I sindacati in maniera congiunta proseguono nella loro battaglia contro la privatizzazione della sanità. Dopo vari presidi e mobilitazioni di protesta davanti ai nosocomi della provincia, ieri nuova tornata a Cagli in un incontro pubblico nella sala della Pretura dove hanno ribadito nelle parole di Riccardo Morbidelli (segreteria provinciale Uil) che mesi fa…

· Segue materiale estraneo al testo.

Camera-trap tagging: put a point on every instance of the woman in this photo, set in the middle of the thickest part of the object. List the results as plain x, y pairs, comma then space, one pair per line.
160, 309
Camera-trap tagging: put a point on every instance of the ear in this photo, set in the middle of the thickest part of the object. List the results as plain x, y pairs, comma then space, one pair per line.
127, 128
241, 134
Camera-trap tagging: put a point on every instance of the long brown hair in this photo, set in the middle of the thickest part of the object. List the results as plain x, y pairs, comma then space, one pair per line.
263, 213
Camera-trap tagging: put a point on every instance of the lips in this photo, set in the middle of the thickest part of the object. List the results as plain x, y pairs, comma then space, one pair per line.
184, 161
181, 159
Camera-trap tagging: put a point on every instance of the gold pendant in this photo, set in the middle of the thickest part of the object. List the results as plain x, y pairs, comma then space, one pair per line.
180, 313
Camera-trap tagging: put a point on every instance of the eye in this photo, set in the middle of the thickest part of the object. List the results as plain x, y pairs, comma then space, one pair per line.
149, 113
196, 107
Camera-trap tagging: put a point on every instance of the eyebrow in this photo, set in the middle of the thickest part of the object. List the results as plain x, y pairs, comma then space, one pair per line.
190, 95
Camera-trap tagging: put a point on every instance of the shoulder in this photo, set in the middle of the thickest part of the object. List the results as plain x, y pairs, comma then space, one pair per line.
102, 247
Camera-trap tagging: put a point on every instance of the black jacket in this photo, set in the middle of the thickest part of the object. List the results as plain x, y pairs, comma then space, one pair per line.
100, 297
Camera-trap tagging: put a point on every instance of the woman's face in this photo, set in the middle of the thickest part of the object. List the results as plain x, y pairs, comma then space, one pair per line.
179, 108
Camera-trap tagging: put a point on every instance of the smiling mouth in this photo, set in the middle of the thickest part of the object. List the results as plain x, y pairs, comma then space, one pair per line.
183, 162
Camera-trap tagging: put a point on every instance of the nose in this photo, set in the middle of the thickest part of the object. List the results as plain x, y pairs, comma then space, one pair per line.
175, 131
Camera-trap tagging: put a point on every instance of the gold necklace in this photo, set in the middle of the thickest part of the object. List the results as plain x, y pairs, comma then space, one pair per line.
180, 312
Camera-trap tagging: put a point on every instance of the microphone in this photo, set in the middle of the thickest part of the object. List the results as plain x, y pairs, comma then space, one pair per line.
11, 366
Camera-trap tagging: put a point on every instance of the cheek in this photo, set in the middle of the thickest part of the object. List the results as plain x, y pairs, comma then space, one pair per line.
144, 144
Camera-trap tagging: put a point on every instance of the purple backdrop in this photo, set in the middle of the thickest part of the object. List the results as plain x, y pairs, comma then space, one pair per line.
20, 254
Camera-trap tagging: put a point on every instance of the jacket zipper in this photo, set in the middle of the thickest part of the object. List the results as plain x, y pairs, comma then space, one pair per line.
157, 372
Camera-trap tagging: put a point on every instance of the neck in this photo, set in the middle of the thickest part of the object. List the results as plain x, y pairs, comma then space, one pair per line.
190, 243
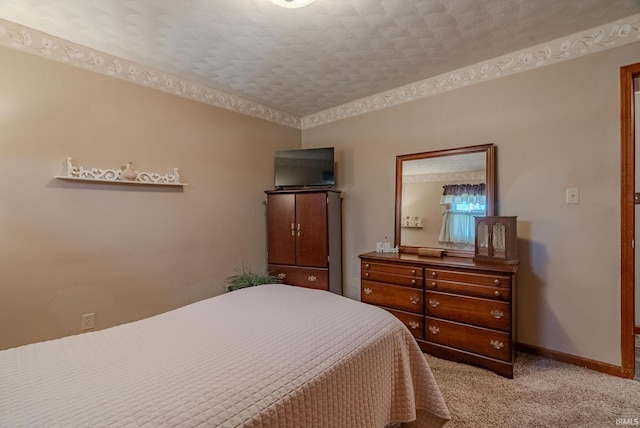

“Avevamo predisposto un documento presentato all’Area Vasta di Urbino nel quale si evidenziavano i problemi degli ospedali, i tagli, le criticità… poi abbiamo condotto diversi presidi e incontri pubblici. Dopo l’ultima conferenza dei sindaci, in cui le organizzazioni sindacali erano state chiamate ad esprimere la loro opinione, stiamo ancora aspettando la riconvocazione. Intanto ribadiamo la nostra contrarietà al privato”. Ha parlato anche il sindaco di Cagli Alberto Alessandri che ha chiesto chiarezza alla Regione auspicando un confronto con la realtà locale mai interpellata sul futuro del nosocomio cagliese: “Stiamo sentendo parlare di privatizzazione, mai visto un documento, un atto concreto. Quello che vogliamo per Cagli e per la sua struttura ospedaliera – spiega – sono 2 ambulanze medicalizzate in modo stabile (ora c’è un’ambulanza, la seconda viene divisa ogni 15 giorni con Fossombrone ndr), un Punto di primo intervento, lungodegenza e diagnostica. Queste sono le esigenze”.